Add a word to a column: column1 + "hello"

Replace a character: “hello world".replace(" ", "_")

Extract the domain from an email address: 

column1.extract("@(.*)")

column1.substring(column1.position("@")+1)

Extract everything before a space: 

column1.extract("(.*) ")

column1.truncate(column1.position(" "))

Extract everything after a space: 

column1.extract(" (.*)")

column1.substring(column1.position(" ")+1)

Extract the first word

column1.split(“ “).at(0) 

Extract the characters after the 5th character: column1.substring(4)

Extract 4 characters after the 5th character: column1.substring(4, 4) (The second parameter is the number of characters to extract)

Extract only the 5th character: 

column1.substring(4).truncate(1)

column1.substring(4,1)

Extract only the 1st character: 

column1.substring(0).truncate(1)

column1.substring(0, 1)

Extract the last 2 characters: column1.substring(column1.length() -2)

Extract the first 5 characters after a space: column1.substring(column1.position(" ")+1, 5)

Extract everything before a number: column1.extract("^([^0-9]*)")

(Note: Not supported by SQL Server databases)

Extract the last word in a sentence: column1.extract("\S+\$")

Calculate length of text: column1.length()

Convert to lowercase: column1.lowercase()

Convert to uppercase: column1.uppercase()

Return true if the value in one column equals that of another: column1 == column2 

Return true if the value in one column contains a specific value: column1.contains("hello")

Return true if the value in one column contains the value of another column: column1.contains(other_column)

 

Advanced

u.email + " " + u.status

"one two three".split(" ")

(Note: Not supported by SQL Server databases)

r.my_column == r.my_other_column

r.my_column != r.my_other_column

 

Redshift databases

my_column.regexSubstring(".*,") extracts everything before a comma

(you can replace the comma with any other character) 

my_column.regexSubstring(",.*") extracts everything after a comma

 

If then else

Trevor supports if then else statements.

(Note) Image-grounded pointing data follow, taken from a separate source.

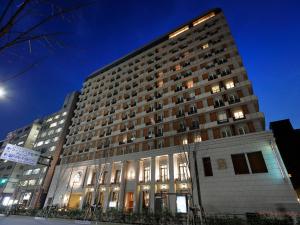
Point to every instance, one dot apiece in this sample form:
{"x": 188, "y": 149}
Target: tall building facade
{"x": 10, "y": 171}
{"x": 288, "y": 142}
{"x": 175, "y": 119}
{"x": 31, "y": 183}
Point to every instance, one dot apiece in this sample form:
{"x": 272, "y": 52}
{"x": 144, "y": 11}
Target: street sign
{"x": 21, "y": 155}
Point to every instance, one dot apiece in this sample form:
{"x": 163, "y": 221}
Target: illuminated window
{"x": 31, "y": 182}
{"x": 178, "y": 32}
{"x": 238, "y": 114}
{"x": 229, "y": 84}
{"x": 160, "y": 83}
{"x": 184, "y": 141}
{"x": 204, "y": 18}
{"x": 55, "y": 139}
{"x": 58, "y": 130}
{"x": 163, "y": 173}
{"x": 51, "y": 149}
{"x": 40, "y": 143}
{"x": 27, "y": 172}
{"x": 53, "y": 124}
{"x": 222, "y": 116}
{"x": 197, "y": 138}
{"x": 24, "y": 183}
{"x": 177, "y": 67}
{"x": 183, "y": 171}
{"x": 36, "y": 171}
{"x": 215, "y": 89}
{"x": 147, "y": 177}
{"x": 205, "y": 46}
{"x": 190, "y": 84}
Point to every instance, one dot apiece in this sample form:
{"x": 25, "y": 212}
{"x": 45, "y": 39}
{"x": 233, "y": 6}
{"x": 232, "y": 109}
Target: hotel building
{"x": 176, "y": 119}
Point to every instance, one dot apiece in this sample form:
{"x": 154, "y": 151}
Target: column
{"x": 152, "y": 186}
{"x": 122, "y": 186}
{"x": 172, "y": 196}
{"x": 136, "y": 186}
{"x": 107, "y": 182}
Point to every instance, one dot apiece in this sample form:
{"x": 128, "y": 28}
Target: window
{"x": 205, "y": 46}
{"x": 58, "y": 130}
{"x": 52, "y": 148}
{"x": 238, "y": 114}
{"x": 222, "y": 116}
{"x": 40, "y": 143}
{"x": 226, "y": 132}
{"x": 207, "y": 167}
{"x": 36, "y": 171}
{"x": 27, "y": 172}
{"x": 183, "y": 171}
{"x": 21, "y": 142}
{"x": 184, "y": 141}
{"x": 163, "y": 173}
{"x": 215, "y": 89}
{"x": 229, "y": 84}
{"x": 147, "y": 177}
{"x": 31, "y": 182}
{"x": 257, "y": 162}
{"x": 53, "y": 124}
{"x": 240, "y": 164}
{"x": 241, "y": 130}
{"x": 197, "y": 138}
{"x": 117, "y": 176}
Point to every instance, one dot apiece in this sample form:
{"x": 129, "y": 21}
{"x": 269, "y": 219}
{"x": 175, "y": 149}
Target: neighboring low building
{"x": 31, "y": 183}
{"x": 10, "y": 171}
{"x": 176, "y": 118}
{"x": 288, "y": 142}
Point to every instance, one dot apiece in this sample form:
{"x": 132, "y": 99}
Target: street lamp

Check out an example of using these in a query here.

Examples

If the value in a column is 2, return “two!”. If it isn’t, return ‘not two!”: 

if (my.column == 2) then "two!" else "not two"

-------------------------------------------

If the value in a column is “hello” AND the value of another column is “to you”, return 1, otherwise return 0.

if (my.column == "hello" and other.column == "to you") then 1 else 0

Common next step:

Using the calculate button: Sum the values of the new column. This will give us the total number of rows where mycolumn is “hello” AND other.column is “to you”

-------------------------------------------

If the value in a column is “hello” AND the value of another column is “to you” OR “to me”, return 1, otherwise return 0.

if (my.column == "hello" and (other.column == "to you" or other.column == "to me")) then 1 else 0

 

If the value of the middlename column is empty, return “EMPTY!”, otherwise return the existing column value.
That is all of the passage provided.